Un plan de suppressions d’emplois alarmant
La direction d’ArcelorMittal a annoncé un plan de 1 660 suppressions de postes en Europe, un chiffre qui pourrait en réalité approcher les 2 000 selon Khelf. Ce plan vise à délocaliser en Pologne et en Inde les fonctions support telles que la finance, les ressources humaines, et l’informatique. En France, 600 postes sont menacés, dont certains liés à la production. À Basse-Indre et à Dunkerque, le PSE entraîne la suppression de 378 emplois.
Des conditions de transfert préoccupantes
La direction a accordé plus de temps pour l’application du PSE, mais avec une condition surprenante : le transfert des savoir-faire des salariés ne se fera pas vers d’autres collègues, mais vers une Intelligence Artificielle (IA). Les salariés devront interagir avec le logiciel Epiplex, développé en Inde, ce qui soulève des questions sur la déshumanisation de ce processus.
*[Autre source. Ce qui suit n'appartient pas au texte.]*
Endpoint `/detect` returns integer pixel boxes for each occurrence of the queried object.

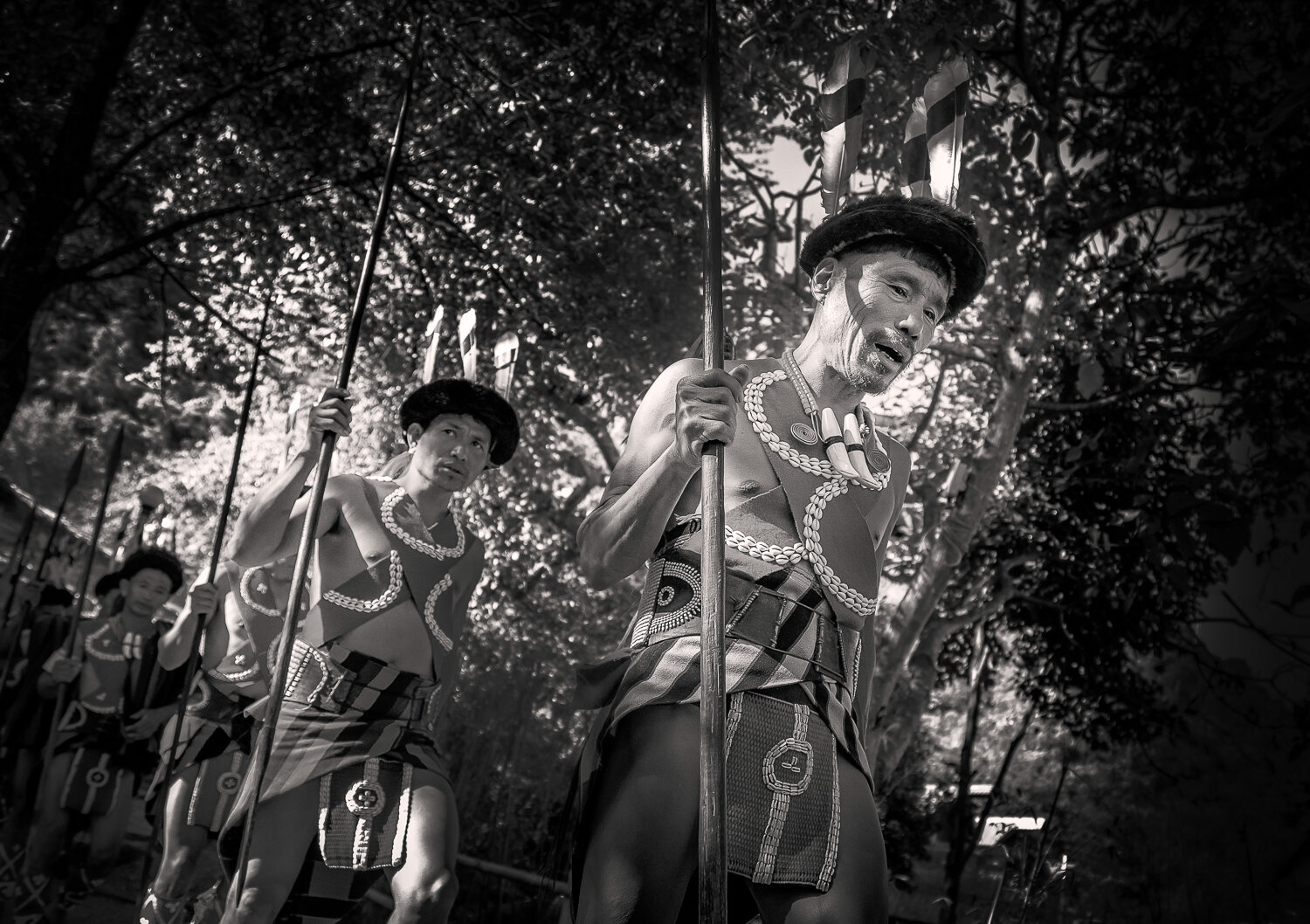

Conséquences économiques à long terme
Le rapport de l’OCDE indique que le niveau mondial de surcapacité de l’acier pourrait atteindre 720 millions de tonnes. Khelf souligne que Mittal cherchera à réduire les capacités pour maximiser l’utilisation des usines où la main-d’œuvre et l’énergie coûtent moins cher. Cela soulève des interrogations quant à la capacité de Mittal à répondre aux besoins de l’économie européenne.
Subventions et avenir de l’aciérie de Dunkerque
L’État a accordé une subvention de 850 millions d’euros pour décarboner l’aciérie de Dunkerque. Toutefois, Khelf considère cela plutôt comme un co-investissement. La direction aurait annoncé un investissement dans un four électrique, mais peu de progrès semble être fait, la société cherchant encore des aides supplémentaires.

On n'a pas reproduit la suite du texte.